Wednesday, June 23, 2010


I was determined this year to get a bunch of tomato plants in the garden. Previous years proved disappointing-- my starts were destroyed by then-puppy Maisie and a late frost cleared the store shelves from gardeners quicker than I and only luck at a yard sale saved me from zero tomato plants. I scored 10 plants and while I was happy, it was not enough for canning and preserving. One year, I also goofed and planted too many grape tomatoes and not enough canning tomatoes.

My starts this year failed me, but it was still early enough that I had good pickings from the local farm store in town and I bought 42 plants. 2 died, so I have 40 plants in the ground, growing and thriving so far.

Many of my tomato plants are showing young fruit and I am quivering with anticipation of eating home grown tomatoes. We caved a few times and ate store-bought ones and were disappointed by the flavor and only made us more hungry for what will soon come from our garden.

This is what jungle-boy Peter thinks the fence panels are for! I didn't mind when there were no tomato plants there, but now, I shriek and race to get him off, so he doesn't smoosh a tomato plant underfoot.

I use cattle panels for my tomato plants. You can see the panels above behind the pool and I am also using old carpet as a weed blocker. I borrowed the idea of using cattle panels from fellow blogger O'Melays last year and they work great! Much better than the flimsy tomato cages, which I never liked using, and better than stakes, which the tomatoes always grow higher than and end up flopping over. Using cattle panels allow me to plant on both sides and then tie the vines to the panel as they grow. So much more sturdier and cheaper, actually, than using tomato cages.

Here's the math:

40 plants = 40 cages @ $3.50 each = $140.00


40 plants = 4 cattle panels @ $18 each = $72.00


We had lots of rain this Spring, plus it was rather chilly, so it feels like we got our garden in later than usual and the ground was just too wet for me to plant at times. I never got my peas in, which I'm really disappointed about, but some of the other stuff we got in are doing great. Potatoes are starting to really come up and I need to hill them this week. The peppers got a rough start when the chickens got into the garden and pecked their leaves off, but now they are starting to flower and show fruit. My cabbage and broccoli are been eaten by tiny black beetles and caterpillars-- I can never seem to grow these here. I had not planned to grow corn this year, but I still had seed left from last year, and space in the garden from not planting other things, so I got 12 rows of corn in and they are about 6-8 inches tall now. Hope they grow better this year and I get more ears than I did last year:: 550 seeds planted = 12 ears.

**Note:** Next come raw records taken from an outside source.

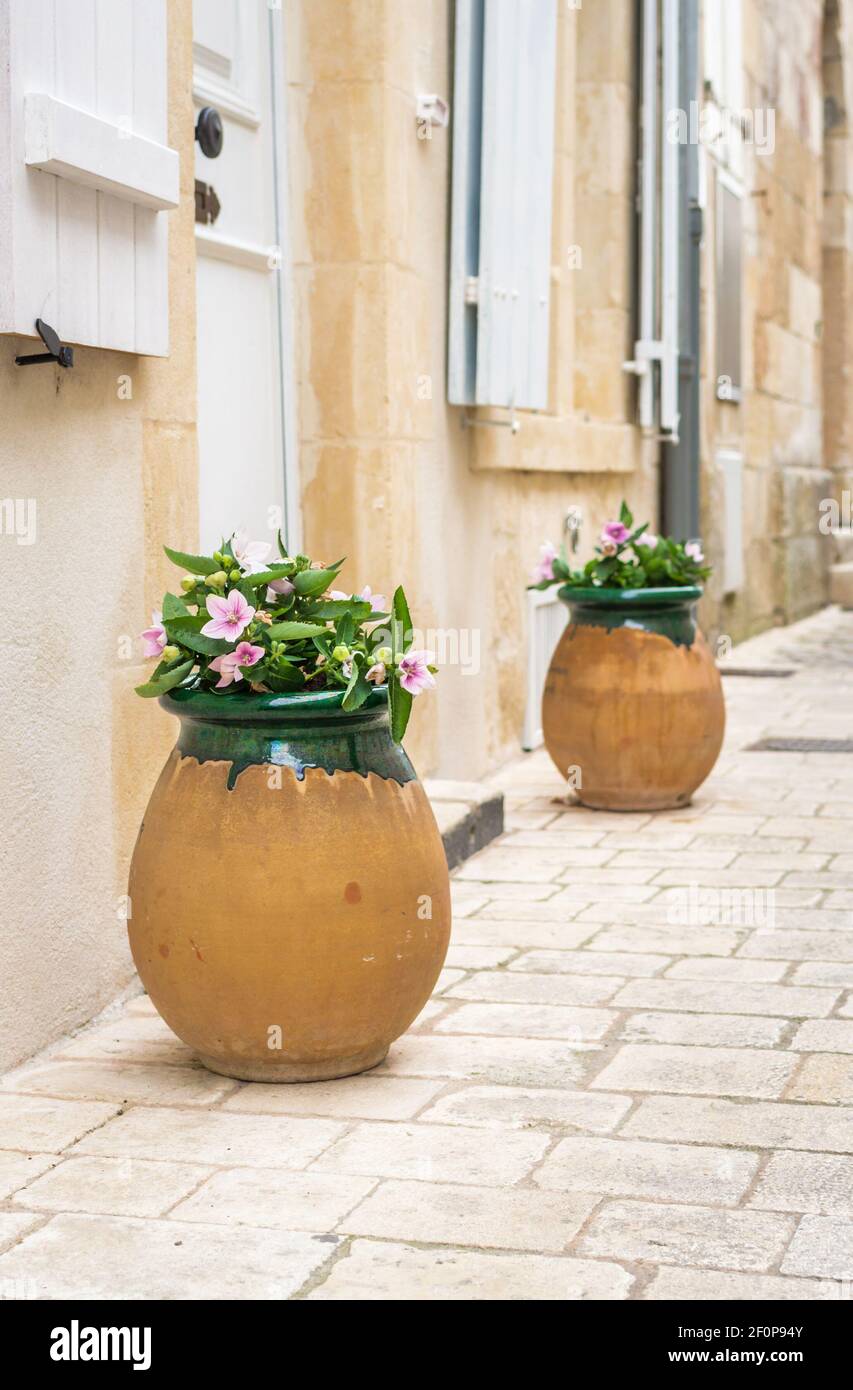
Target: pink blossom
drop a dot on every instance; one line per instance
(377, 601)
(614, 531)
(228, 617)
(153, 637)
(250, 555)
(227, 665)
(414, 672)
(545, 569)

I failed to get onions planted, along with asparagus, strawberries, beans and cukes. I'm aiming for a winter garden, though, my first, so I'll be trying cabbage again and some root crops like carrots and potatoes. Starting small and if it is successful, I'll add more next year.



Christina said...

My garden this year is laughable I blame the baby's. I only got two tomatoe plants going lots of beans and a few squash plants in. Oh and Strawberry's but it has been a colder wetter spring here.
BTW did you ever find out if your jams can clear customs?